Relevance to Clonal Evolution
Turajlic et al. (2019) explicitly adopt Goldschmidt’s concept for cancer evolution: chromosomal instability (CIN) “allows for the generation of true hopeful monsters — grossly altered clones that may be adaptive — a phenomena thought to be very rare in species evolution.” In cancer, hopeful monsters are produced by:
- Chromothripsis — shattering and reassembly of chromosomes in a single catastrophic event, creating radically restructured genomes (PCAWG: 22.3% pan-cancer, predominantly clonal/early)

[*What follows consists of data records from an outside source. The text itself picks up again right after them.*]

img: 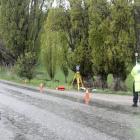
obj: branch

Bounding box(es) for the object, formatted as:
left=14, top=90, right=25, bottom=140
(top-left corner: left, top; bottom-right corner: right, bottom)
left=40, top=0, right=45, bottom=11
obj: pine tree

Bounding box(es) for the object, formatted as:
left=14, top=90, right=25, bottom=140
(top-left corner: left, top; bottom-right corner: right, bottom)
left=134, top=0, right=140, bottom=52
left=68, top=0, right=93, bottom=81
left=0, top=0, right=29, bottom=59
left=89, top=0, right=110, bottom=88
left=108, top=0, right=135, bottom=90
left=0, top=0, right=47, bottom=80
left=0, top=0, right=47, bottom=61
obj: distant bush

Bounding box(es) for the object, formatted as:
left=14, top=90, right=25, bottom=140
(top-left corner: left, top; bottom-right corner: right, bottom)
left=15, top=52, right=37, bottom=81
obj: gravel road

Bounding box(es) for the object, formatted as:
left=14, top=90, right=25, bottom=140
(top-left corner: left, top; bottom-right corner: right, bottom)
left=0, top=82, right=139, bottom=140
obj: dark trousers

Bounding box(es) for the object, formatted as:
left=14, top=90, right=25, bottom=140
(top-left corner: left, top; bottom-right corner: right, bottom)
left=133, top=82, right=139, bottom=104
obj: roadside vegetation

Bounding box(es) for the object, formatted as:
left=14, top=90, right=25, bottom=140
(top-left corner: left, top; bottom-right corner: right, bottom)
left=0, top=65, right=133, bottom=95
left=0, top=0, right=139, bottom=94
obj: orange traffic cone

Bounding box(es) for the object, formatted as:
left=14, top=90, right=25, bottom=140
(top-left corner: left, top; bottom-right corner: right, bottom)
left=39, top=83, right=44, bottom=93
left=84, top=89, right=91, bottom=104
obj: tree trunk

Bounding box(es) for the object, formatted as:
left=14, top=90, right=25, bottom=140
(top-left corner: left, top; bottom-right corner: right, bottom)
left=65, top=76, right=67, bottom=83
left=93, top=74, right=108, bottom=89
left=82, top=74, right=94, bottom=88
left=111, top=74, right=127, bottom=91
left=134, top=2, right=140, bottom=51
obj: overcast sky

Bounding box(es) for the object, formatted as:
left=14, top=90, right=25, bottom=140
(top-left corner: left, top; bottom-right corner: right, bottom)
left=52, top=0, right=70, bottom=9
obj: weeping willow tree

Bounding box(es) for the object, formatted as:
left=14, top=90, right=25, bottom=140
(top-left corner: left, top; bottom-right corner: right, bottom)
left=59, top=33, right=69, bottom=83
left=41, top=9, right=60, bottom=80
left=41, top=31, right=59, bottom=80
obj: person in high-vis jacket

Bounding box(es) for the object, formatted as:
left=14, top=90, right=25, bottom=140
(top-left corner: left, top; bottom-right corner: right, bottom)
left=131, top=61, right=140, bottom=107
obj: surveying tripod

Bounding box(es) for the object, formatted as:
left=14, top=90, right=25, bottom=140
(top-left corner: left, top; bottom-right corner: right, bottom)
left=72, top=71, right=84, bottom=91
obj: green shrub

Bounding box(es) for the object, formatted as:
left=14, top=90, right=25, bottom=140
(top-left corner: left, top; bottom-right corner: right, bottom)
left=15, top=52, right=37, bottom=81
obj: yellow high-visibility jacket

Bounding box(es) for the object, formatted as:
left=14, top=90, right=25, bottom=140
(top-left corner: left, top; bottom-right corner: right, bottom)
left=131, top=64, right=140, bottom=92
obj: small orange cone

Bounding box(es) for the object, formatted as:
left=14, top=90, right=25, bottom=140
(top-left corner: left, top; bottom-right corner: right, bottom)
left=39, top=83, right=44, bottom=93
left=84, top=89, right=91, bottom=104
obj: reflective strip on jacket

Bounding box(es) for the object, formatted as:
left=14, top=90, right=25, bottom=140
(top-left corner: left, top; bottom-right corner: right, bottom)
left=131, top=64, right=140, bottom=92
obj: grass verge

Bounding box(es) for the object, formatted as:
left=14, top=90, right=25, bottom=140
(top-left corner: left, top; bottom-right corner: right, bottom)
left=0, top=66, right=133, bottom=96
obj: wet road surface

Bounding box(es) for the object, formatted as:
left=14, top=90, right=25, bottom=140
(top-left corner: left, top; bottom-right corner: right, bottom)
left=0, top=82, right=139, bottom=140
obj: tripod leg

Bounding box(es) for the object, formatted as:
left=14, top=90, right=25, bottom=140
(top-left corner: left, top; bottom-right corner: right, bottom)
left=79, top=76, right=84, bottom=87
left=71, top=74, right=76, bottom=85
left=77, top=77, right=80, bottom=91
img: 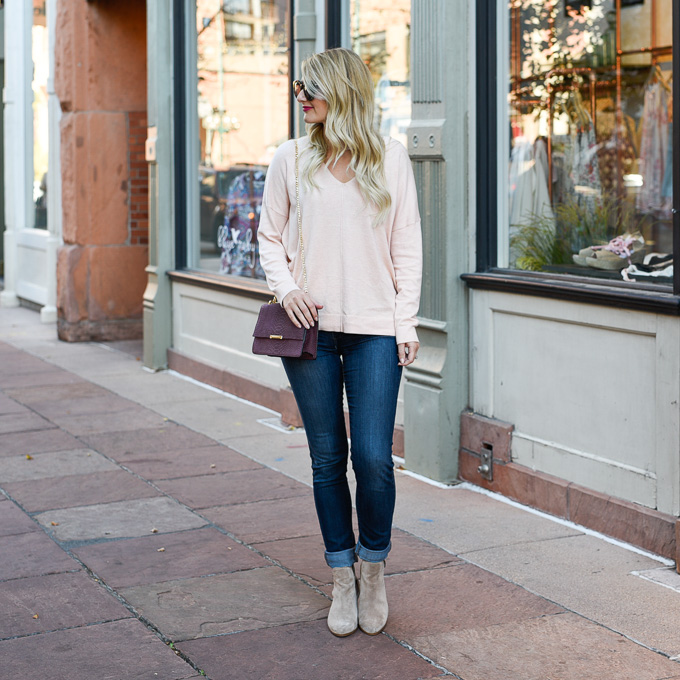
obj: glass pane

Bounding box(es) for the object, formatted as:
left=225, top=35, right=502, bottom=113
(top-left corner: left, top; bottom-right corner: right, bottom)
left=506, top=0, right=673, bottom=285
left=33, top=0, right=49, bottom=230
left=350, top=0, right=411, bottom=149
left=194, top=0, right=289, bottom=278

- Whole-genome duplication — tetraploidization followed by asymmetric chromosome loss, exploring a vastly expanded fitness landscape
- Chromoplexy — complex rearrangements involving multiple chromosomes simultaneously
- Mitotic crises — simultaneous gains of multiple chromosomal segments (Gerstung et al., 2020)
The key difference between species-level and somatic hopeful monsters: in species evolution, Goldschmidt’s idea was controversial because large-effect mutations are almost always deleterious, and the population-genetic conditions for their fixation are stringent. In cancer, CIN makes large-effect genomic events routine — the mutation rate at the chromosomal level is orders of magnitude higher than in germline evolution, and the population sizes (billions of cells) and selective pressures (therapy, microenvironment) create conditions where hopeful monsters can emerge and expand within a single human lifetime.